It is a first of its kind in Oklahoma and one of just a few in the nation. The newly opened Mercy Clinic Stroke Prevention at the NeuroScience Institute is taking the treatment of stroke in an entirely new direction – preventing stroke before it happens through education, high quality medical care and management of personal risk.
“Misunderstanding the body and medical conditions are big reasons why many people are unhealthy,” said Earlene Posselt, M.D., an internal medicine specialist leading the Mercy Clinic Stroke Prevention. “Patients need to know they can make a healthy change and it’s our job to educate them.”
Risk factors – such as diabetes, irregular heartbeat, high blood pressure and high cholesterol – require both education and medical care to manage effectively.
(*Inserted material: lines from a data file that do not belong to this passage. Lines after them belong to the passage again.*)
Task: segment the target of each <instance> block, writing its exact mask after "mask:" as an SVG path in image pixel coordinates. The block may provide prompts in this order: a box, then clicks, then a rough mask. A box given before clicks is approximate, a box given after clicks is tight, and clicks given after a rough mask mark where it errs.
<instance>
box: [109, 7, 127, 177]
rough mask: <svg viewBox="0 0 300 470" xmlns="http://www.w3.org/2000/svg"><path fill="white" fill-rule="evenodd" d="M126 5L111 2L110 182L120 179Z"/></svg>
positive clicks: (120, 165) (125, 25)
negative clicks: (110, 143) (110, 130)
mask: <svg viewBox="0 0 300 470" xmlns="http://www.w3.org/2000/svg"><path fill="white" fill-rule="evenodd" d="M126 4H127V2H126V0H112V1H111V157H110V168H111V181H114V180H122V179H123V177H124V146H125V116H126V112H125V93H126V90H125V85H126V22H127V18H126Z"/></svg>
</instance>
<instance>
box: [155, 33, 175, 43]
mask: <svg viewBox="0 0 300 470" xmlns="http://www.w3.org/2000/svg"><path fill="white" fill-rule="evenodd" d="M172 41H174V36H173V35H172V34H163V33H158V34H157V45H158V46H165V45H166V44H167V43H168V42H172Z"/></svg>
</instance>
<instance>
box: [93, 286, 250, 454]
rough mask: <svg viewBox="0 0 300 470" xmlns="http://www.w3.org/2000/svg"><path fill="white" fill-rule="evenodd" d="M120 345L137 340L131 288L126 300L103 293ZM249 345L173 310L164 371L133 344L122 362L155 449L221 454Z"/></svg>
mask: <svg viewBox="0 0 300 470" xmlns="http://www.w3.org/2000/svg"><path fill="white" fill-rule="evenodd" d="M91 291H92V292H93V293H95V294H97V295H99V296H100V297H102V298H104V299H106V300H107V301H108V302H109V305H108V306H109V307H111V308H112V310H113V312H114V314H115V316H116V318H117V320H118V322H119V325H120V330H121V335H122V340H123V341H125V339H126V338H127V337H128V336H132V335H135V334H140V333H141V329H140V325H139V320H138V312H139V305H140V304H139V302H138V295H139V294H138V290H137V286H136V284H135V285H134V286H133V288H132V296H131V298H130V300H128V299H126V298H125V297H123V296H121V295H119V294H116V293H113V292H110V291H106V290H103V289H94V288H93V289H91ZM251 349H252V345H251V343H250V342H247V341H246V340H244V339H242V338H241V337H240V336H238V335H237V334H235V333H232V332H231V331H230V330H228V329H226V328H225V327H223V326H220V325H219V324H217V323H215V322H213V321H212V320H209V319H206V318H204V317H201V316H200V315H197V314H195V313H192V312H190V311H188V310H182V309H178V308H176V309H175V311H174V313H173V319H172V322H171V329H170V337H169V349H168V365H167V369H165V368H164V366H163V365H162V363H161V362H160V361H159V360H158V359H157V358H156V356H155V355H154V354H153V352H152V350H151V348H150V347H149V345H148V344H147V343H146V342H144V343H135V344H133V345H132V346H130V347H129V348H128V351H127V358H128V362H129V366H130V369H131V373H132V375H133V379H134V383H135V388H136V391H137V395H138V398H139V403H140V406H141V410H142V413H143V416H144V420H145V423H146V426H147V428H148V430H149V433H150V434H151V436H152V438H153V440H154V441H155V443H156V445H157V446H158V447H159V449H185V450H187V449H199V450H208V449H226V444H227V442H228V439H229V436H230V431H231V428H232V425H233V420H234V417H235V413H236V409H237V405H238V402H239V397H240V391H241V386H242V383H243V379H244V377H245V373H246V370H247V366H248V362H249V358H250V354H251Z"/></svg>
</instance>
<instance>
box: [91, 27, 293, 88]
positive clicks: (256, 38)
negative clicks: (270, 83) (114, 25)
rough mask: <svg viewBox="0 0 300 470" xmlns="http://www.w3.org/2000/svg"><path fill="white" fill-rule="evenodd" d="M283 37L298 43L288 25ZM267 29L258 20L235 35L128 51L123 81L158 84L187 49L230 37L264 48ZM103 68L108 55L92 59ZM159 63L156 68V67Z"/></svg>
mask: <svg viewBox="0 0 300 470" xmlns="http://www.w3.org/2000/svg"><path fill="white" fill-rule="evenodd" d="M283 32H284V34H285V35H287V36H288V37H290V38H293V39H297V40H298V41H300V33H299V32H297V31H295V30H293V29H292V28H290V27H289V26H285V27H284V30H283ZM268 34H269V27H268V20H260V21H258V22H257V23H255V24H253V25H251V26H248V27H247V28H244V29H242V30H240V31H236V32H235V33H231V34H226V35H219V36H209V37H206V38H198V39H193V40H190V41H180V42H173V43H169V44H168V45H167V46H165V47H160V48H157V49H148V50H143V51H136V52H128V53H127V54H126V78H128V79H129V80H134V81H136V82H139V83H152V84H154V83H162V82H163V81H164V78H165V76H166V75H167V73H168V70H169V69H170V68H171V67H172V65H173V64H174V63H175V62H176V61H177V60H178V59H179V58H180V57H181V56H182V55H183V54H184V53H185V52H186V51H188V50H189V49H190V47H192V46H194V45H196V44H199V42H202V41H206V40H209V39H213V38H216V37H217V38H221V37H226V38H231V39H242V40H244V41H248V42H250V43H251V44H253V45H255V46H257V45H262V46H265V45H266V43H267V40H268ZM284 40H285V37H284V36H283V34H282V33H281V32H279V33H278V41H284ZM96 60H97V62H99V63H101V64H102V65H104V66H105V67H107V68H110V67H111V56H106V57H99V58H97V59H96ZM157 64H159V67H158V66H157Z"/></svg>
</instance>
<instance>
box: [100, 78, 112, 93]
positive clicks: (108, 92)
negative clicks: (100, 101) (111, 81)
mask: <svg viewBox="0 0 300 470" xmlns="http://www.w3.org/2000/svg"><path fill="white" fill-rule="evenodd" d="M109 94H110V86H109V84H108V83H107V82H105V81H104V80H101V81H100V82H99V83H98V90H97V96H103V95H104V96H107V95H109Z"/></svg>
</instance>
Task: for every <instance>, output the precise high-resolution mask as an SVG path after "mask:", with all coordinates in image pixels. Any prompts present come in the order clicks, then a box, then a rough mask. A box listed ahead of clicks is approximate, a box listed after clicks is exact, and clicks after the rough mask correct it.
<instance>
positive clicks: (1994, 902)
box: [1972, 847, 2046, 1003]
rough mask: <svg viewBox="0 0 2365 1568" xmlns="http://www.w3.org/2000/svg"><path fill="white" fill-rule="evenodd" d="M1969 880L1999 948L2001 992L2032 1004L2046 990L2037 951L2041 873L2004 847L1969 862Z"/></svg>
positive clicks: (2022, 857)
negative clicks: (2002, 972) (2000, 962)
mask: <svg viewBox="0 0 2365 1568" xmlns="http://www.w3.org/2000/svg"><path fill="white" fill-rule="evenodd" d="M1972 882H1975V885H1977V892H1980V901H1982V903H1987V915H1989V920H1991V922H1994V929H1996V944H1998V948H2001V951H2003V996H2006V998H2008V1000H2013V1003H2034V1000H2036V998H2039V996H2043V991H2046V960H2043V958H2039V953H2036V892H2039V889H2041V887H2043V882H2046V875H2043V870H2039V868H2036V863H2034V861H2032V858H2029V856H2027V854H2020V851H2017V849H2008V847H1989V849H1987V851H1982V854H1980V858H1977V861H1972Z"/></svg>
Removing alcohol and smoking from daily routines, making dietary changes and adding regular exercise, can also drastically reduce the threat of stroke.
“There has been a gap in the care of stroke patients,” Dr. Posselt said. “When someone goes home after suffering a stroke, traditionally, they haven’t received the education and medical care they need to help prevent a recurrent stroke. This is the perfect time to work with these patients because they’re motivated to make the changes necessary to prevent a second stroke.”
One in 12 stroke sufferers are likely to have another stroke soon after the initial attack and one in four will die within a year, based on a new study from the Medical University of South Carolina.
Oklahomans are especially vulnerable to stroke – considering their elevated rates of obesity, smoking, high blood pressure, diabetes and high-fat diets. On an average day, 26 Oklahomans will suffer a stroke and six victims will not survive, according to the National Stroke Association.
“With stroke, timing is everything,” said Richard V. Smith, MD, neurosurgeon and medical director of Mercy NeuroScience Institute. “The clock starts ticking once a patient experiences the first symptom. The longer the patient waits to get treatment, the greater the chance they live with long-term disabilities or die.”
Heading off stroke before it has a chance to disable is the goal of Mercy Clinic Stroke Prevention. Patient education and focused medical management are the keys.
“Patients have the power to stop the development of stroke if they only know how,” Posselt said.